Hyperverses is a web site. Each page is compiled as HTML from markdown formatted plain text.

The bit that does the marshalling from markdown bits to a full-fledge HTML site is Astro. It’s not as constricted as blog software, but not as consuming as writing HTML by hand. I aim to build a website, not a blog. A blog has particular trappings such as calendar pages, a long scroll of a post-filled index page, categories. Sometimes comments. Hyperverses is just a series of linked pages, with the absolute minimum of navigation.

Using Astro to build the site gives me a playground to tinker in. Hyperverses explores textuality and digitality, and extending Astro to suit my own experimentations is very much a part of that.

Typography

This site eschews images when possible. I enjoy the written word more than video and the visual arts. I am not insensible to graphic design, however. I spent longer than I ought to have picking out fonts and tweaking the spacing and column width, among other things. The site is almost entirely set in Theano Old Style.
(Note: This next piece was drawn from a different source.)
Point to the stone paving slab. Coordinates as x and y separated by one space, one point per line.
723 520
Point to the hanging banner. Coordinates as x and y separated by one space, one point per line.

Links on Hyperverses hopefully flatter traditional paper highlighters with imitation. Unvisited links have a yellow background, and visited a blue. Hyperverses is also concerned with analog methods of producing and consuming the written word, so I felt this slight homage was warranted. It is my only nod to skeumorphism. In the interests of web accessibility, links are underlined.

Missing

While the site is not a blog, it ought to have an RSS feed. It does not. It will.

The site has footnotes. It does not yet have a navigational scheme of any real utility. A list of every page is not going to cut it.

While each update to the site is captured in a git repository, I do not yet have navigable versioning set up for individual lexia.

Text Editors

My go-to text editor is neovim. I cut my teeth on, and still get use out of, emacs. I sometimes use Visual Studio Code.

What To Make Of This

This site is a product of my sensibilities. In 2002 I ditched Windows in favor of Linux. I have primarily used Macs since 2011. I spend more time composing in vim than in web forms. I think plain text is a pretty neat idea. I dig footnotes1. I am pretty skeptical about hypertext, actually. I hate it when people redefine words. Reading means reading words, possibly with illustrations or inside of comics. (Unless you are visually impaired, in which case my personal taxonomy starts to totter.) I read way too much ftrain in college. When @eastgate noticed something I said on twitter, he disagreed with me. He is far more knowledgeable about hypertext than I. I am still learning. I will get things wrong. Heck, I am getting things wrong right now. Most of what I’ve written on this page should not be in a colophon. That’s just not what a colophon is for. You know, I’m not entirely sure what a colophon is for. I just added a book on colophons to my Amazon wish list. Maybe someday I will write a better colophon.

Footnotes

  1. My best friend made fun of me the other day for reading a book on footnotes.